These are the processes use to move data from a data source to a destination.

I. ETL (Extract, Transform, Load)

1. Definition

An automated process which includes:

Gathering raw data
Extract information needed for reporting and analysis
Cleaning, stadardizing, and Transforming data into usable formats
Load data to Data Repositories

a) Extract

Data from source is collected for transformation

2 types:

Batch extracting: Data is collected and splitted into large chunks (called batch), move from source to destination in a timed interval. Example tools: Stinch, Blando.
Stream extracting: Data is collected and load to the Data Repository in real-time. While in transit, the data is transformed. Tools: Apache Kamza, Apche Kafla, Apache Storm.

b) Transform

Transform involves in excecution of rules, and functions that can be use to convert raw data into usable data (ready for purposes).

Examples

Remove duplicates
Change the format of time
Filter out unnecessary data

c) Load

Loading is the transportation of processed data into a data Repository. Types of Load:

Initial loading: load all the data into the repository
Incremental loading: applying updates and modifications perodically
Full refresh: Erasing a dataset and reloading the data entirely.

2. Providers

IBM Infosphere
AWS Glue
Improvado
Skyvia

II. ELT (Extract, Load, Transform)

1. Definition

Is a variant of ETL and a new technology. The data is extracted first, then load into a data repository (mostly Data Lakes since they haven’t been processed yet, but sometimes still use Data Warehouse). Finally, transform the data into ready-to-use formats.
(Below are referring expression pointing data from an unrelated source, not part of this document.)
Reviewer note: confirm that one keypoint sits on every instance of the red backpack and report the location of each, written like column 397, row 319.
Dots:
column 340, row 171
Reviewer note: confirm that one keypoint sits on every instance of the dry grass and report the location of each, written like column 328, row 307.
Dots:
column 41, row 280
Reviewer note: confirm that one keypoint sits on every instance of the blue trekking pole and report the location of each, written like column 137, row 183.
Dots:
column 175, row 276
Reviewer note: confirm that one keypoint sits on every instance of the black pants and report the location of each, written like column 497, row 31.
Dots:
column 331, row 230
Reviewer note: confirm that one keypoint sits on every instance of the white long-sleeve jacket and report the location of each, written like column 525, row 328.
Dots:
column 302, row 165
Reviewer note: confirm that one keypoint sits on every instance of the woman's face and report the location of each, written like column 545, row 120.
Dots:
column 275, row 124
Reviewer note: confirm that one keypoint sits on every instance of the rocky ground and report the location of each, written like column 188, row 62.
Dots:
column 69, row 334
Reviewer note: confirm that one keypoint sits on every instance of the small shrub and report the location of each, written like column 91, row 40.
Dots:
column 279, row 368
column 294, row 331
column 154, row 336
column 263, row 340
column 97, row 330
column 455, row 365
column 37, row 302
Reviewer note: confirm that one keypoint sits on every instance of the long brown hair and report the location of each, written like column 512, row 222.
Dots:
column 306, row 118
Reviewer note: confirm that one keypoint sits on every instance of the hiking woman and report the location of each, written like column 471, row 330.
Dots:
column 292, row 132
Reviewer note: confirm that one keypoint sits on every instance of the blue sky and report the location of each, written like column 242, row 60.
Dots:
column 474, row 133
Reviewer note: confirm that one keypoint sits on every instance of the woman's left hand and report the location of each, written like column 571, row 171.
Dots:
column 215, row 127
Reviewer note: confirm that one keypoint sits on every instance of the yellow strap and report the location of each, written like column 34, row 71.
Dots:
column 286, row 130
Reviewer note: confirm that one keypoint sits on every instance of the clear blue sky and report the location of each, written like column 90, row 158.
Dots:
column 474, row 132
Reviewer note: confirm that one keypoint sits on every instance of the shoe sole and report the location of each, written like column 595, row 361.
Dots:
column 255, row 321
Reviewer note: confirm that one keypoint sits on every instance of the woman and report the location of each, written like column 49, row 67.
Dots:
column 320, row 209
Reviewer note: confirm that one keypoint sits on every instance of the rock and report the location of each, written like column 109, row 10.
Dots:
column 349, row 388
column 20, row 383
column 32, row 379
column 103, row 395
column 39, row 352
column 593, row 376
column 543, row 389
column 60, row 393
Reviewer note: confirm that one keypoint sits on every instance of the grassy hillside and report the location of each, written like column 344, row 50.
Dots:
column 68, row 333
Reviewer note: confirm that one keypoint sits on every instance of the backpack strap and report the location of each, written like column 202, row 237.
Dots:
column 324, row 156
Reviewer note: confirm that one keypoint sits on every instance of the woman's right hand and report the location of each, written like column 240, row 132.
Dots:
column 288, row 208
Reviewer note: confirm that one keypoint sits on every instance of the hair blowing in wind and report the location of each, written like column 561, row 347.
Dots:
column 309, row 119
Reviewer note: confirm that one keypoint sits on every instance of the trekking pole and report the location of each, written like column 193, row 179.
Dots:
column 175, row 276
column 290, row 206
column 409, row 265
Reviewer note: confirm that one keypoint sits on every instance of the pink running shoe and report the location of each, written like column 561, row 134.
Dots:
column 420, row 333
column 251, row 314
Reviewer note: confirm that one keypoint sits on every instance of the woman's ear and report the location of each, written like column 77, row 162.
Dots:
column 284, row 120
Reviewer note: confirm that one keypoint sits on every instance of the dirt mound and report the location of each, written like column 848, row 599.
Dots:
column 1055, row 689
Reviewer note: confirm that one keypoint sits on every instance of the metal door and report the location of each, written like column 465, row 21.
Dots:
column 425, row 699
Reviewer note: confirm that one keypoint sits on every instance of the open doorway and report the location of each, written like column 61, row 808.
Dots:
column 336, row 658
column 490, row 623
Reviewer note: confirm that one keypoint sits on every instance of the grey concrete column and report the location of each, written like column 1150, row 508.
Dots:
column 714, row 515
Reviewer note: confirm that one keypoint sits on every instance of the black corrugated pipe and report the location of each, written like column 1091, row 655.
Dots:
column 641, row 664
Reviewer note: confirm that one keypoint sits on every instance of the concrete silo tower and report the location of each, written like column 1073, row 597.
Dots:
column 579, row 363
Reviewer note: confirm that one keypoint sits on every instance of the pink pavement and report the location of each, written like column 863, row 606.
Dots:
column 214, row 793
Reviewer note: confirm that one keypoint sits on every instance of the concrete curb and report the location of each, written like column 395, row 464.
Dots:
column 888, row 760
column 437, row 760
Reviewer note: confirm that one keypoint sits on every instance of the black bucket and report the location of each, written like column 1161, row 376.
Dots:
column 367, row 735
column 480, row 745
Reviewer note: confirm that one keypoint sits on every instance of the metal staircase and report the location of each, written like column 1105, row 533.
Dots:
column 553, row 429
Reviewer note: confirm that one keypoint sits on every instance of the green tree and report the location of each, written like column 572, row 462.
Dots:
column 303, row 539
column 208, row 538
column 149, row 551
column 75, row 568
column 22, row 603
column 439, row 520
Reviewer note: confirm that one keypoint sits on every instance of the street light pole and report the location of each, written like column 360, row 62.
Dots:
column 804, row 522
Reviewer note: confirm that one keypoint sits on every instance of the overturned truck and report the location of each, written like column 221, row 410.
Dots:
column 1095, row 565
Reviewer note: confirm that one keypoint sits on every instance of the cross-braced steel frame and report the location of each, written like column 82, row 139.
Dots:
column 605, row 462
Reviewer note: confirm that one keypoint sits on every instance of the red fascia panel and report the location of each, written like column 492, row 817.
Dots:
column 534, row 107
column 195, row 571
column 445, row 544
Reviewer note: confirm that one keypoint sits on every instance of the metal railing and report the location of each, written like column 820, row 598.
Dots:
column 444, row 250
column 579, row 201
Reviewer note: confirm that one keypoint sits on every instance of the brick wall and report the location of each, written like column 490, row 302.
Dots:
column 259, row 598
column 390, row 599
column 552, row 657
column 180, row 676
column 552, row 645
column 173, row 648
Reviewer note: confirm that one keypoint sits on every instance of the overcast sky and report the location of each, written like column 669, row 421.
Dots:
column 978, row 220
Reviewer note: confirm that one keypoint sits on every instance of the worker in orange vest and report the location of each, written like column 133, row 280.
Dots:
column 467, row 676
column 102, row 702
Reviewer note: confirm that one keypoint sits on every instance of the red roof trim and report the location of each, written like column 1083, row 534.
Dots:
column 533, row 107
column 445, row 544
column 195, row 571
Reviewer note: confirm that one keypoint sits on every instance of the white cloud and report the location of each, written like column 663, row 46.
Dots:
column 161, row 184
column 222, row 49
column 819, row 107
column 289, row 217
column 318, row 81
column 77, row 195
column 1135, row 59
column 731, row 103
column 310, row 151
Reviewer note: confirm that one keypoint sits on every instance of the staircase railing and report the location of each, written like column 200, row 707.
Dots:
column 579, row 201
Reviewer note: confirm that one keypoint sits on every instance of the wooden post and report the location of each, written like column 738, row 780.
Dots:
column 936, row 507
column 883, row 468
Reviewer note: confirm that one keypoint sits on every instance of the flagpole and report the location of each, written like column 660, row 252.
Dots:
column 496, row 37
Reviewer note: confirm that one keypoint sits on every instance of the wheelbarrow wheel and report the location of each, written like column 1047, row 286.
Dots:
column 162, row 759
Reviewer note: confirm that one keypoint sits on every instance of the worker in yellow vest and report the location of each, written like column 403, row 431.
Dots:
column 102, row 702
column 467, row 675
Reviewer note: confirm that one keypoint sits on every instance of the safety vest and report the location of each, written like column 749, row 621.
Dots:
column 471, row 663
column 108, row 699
The ELT Process:

Helps process large sets of unstructured and non-reloational data

2. Advatages over ETL

Shortens the cycle between extraction and delivery.
Allows you to ingest volumes of raw data as immediately as the data becomes available
Affords greater flexibility to Data Analysts and Data Scientists for EDA.
Transforms only the data required for a particular analysis there for suit more use cases.
Suitable for Big Data

III. Data Pipelines

Encompasses the entire journey of moving data from one system to another, including ETL and ELT processes Can be architect for both batch and streaming data Supports long-running batch queries and smaller interactive queries Typical loads data into a data lake but can also loads to other data destinations.

Providers

Beam
Airflow
Dataflow